Saturday, October 8, 2011
My Favorite Marvel: Kitty Pryde
Like Jean Grey before her, Kitty Pryde has suffered her way through a bunch of code names. When she joined the X-Men she was originally called Sprite. Professor Charles Xavier, however, would have named her Ariel. Later, the name Shadowcat would stick for quite a few years, but whereas Storm was often called Storm in the field, Shadowcat was still usually called Kitty Pryde in the field. But none of those names needed to stick. It was the person of Kitty Pryde who has resonated with readers throughout the years. Of all of the young side-kicks of Wolverine that have been tried out - Rogue, Jubilee, etc. - Kitty is easily the best. As a matter of fact, I kind of wish that the X-Men films had developed their stories from her point of view rather than Wolverine's. And I'm not the only one who loves Kitty Pryde - Joss Whedon claims that his quintessential female power character Buffy the Vampire Slayer is largely based on Kitty Pryde. As you probably know, Whedon would go on to write Astonishing X-Men, a series which spent a great deal of time developing Kitty Pryde.
In many ways, I think that Kitty Pryde is Chris Clairmont's re-casting of Stan Lee's Jean Grey. Stan Lee wanted a gorgeous Ginger-type, status quo, all-American, WASPy, all-the-pretty-ones-are-redheads kind of girl, Clairmont gave us a girl-next-door, Mary Ann, a Jew who is not over-sexed (which is uncommon in the comic book industry) and who looks as young as she actually is. Whereas Jean Grey has always been fully-developed, both in terms of her adult body and her incredible powers, Kitty Pryde is a scrawny child when we meet her and she doesn't really know how to put her powers to use effectively. I do have to give Stan Lee some credit here. Giving Jean Grey the kind of power that could overwhelm anyone else on the team was really a fantastic way of literally empowering women, but she was often submissive to the leadership of the boys. Kitty Pryde has always had more on the ball than those around her. She's young and inquisitive, and without having any kind of mind-enhancement abilities, she's highly intelligent. What she lacks in great power, she makes up for in thinking outside of the box. This makes her accessible and it makes her the model of what every girl in the nation could become.

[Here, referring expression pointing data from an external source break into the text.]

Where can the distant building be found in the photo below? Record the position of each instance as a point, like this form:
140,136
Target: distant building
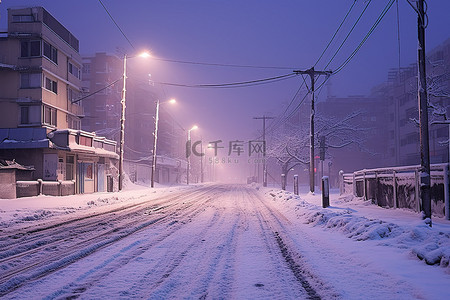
40,118
102,115
401,92
368,130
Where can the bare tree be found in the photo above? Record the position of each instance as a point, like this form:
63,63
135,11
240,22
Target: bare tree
289,144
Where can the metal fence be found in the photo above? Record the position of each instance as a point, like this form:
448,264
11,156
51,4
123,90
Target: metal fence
399,187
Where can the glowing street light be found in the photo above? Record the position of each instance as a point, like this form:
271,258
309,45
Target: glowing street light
189,157
122,117
155,138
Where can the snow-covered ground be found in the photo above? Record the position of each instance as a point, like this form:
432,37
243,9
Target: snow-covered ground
218,241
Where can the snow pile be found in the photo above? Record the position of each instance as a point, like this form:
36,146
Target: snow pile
22,211
352,217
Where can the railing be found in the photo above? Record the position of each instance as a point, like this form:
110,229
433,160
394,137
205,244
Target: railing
399,187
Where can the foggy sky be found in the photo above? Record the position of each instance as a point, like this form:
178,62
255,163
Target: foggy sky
261,33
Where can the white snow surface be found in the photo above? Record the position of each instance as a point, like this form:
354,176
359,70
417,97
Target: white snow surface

I think that Kitty Pryde did for the X-Men what Peter Parker / Spider-man has done for the rest of the Marvel universe. With Kitty, we began to realize that there was more to life than saving the world. You had to get good grades. You had to worry about boys. As a mutant who is also a child you deal with both mutant problems and the problems of coming of age. This is another way in which the character of Kitty Pryde became universal. When neither the X-Men nor the New Mutants felt they could relate to Kitty, she felt alone and hurt. We've all felt that at some point. I think that Brian Michael Bendis emphasizes this side of Kitty Pryde the best when he includes her in his Ultimate Spider-man books. After Kitty leaves the X-Men, she begins to go to school with Peter Parker, Mary Jane Watson and Gwen Stacy. She becomes involved in the love triangles with Peter Parker (because Colossus is gay in the Ultimate Marvel universe).